Like all organisations, the ATO is comprised of humans (lots of them), and we all can make mistakes. Every DPN should be looked at sceptically.
If you receive a DPN take it seriously and act fast. You will usually have 21 days before the ATO can go to Court.
The DPN regime is tough – but receiving a DPN does not mean game over. We have been successful in defending directors against DPNS in at least four ways, and in the process have saved our clients hundreds of thousands dollars from ATO mistakes.
1. The DPN was sent to the wrong address
Because DPNs are powerful, there are strict requirements about where they must be sent. The DPN must be sent to your residential address as shown on the ASIC register for your company. If the DPN is sent to a different address it may be invalid, and the ATO must re-issue it. It is important to update your address on the ASIC register, because the ATO can validly send a DPN to an old address – and you may only find out about the DPN after it is too late.
2. The DPN has ‘expired’ amounts
There are strict time limits within which a DPN can be used to recover amounts. These rules are complex, and the ATO sometimes gets them wrong.
The time limits are affected by:
- When your company began to be wound up (if applicable);
- Whether your company previously lodged things like super guarantee charge statements; and
- Whether the ATO issued default assessments to your company for the DPN amounts.
We have been involved in a number of cases where the ATO has admitted that some of the DPN amounts have expired and cannot be pursued.
3. The DPN amounts are incorrect
It consistently frustrates us that the ATO sends a two-page DPN letter asking for hundreds of thousands in alleged unpaid taxes, without any detail. The ATO do not need to send a breakdown of how the amount is calculated or any supporting documents – even though these calculations are (presumably) performed before the DPN is issued.
Often the ATO’s calculations go back a while, and you may not have all the records to double-check the ATO’s numbers.
Unfortunately, the ATO does make mistakes in their figures, quite often. We have seen it happen. This is why you should ask the ATO for a detailed breakdown, and take every opportunity to verify the figures. This may require a carefully worded Freedom of Information (FOI) request.
Asking the ATO for their calculations may not slow down their recovery process, but it is important to do. You should not agree to pay the ATO unless you believe their figures are correct. This is how a transparent tax system should operate.
4. You can claim a specific defence
The law allows specific defences against DPN amounts. These include:
- You were suffering from a severe illness or had ‘some other good reason’ that makes it unreasonable to expect you to have properly managed your company;
- You took all reasonable steps to try and make your company meet its obligations, or to wind up the company, and there was nothing you could reasonably have done to make this happen; or
- You interpreted the relevant law in a way that was ‘reasonably arguable’.

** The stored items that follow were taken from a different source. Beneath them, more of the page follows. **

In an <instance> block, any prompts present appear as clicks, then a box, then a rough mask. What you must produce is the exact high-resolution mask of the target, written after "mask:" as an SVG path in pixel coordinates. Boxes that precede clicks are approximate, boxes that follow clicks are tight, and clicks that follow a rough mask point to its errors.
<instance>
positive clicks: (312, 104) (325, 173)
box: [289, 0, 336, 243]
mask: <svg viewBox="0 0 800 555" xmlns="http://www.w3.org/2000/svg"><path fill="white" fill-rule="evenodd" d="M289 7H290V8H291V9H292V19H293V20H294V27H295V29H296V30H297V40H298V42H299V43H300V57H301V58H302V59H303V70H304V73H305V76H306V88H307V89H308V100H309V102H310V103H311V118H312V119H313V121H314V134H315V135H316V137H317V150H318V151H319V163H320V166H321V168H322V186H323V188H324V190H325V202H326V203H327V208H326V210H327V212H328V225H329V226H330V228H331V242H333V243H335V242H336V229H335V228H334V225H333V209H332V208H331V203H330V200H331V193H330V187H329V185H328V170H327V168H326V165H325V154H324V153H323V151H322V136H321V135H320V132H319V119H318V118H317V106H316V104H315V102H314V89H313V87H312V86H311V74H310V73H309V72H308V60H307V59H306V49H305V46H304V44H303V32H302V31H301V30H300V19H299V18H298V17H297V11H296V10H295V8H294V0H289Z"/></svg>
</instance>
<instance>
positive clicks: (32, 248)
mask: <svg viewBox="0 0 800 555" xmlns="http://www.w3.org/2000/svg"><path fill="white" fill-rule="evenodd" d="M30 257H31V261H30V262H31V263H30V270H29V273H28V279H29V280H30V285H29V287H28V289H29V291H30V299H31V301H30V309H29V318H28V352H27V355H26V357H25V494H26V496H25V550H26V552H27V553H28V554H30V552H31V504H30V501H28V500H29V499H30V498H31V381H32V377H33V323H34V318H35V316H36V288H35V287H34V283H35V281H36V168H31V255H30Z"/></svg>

If any of these defences apply, then this may result in the DPN not imposing personal liability on you. It is critical that you present your defence to the ATO within the time limit – usually within 60 days of the DPN.
Every DPN should be thoroughly reviewed and challenged if relevant. We have done this successfully, many times.
The information contained in this post is current at the date of editing – 11 April 2023.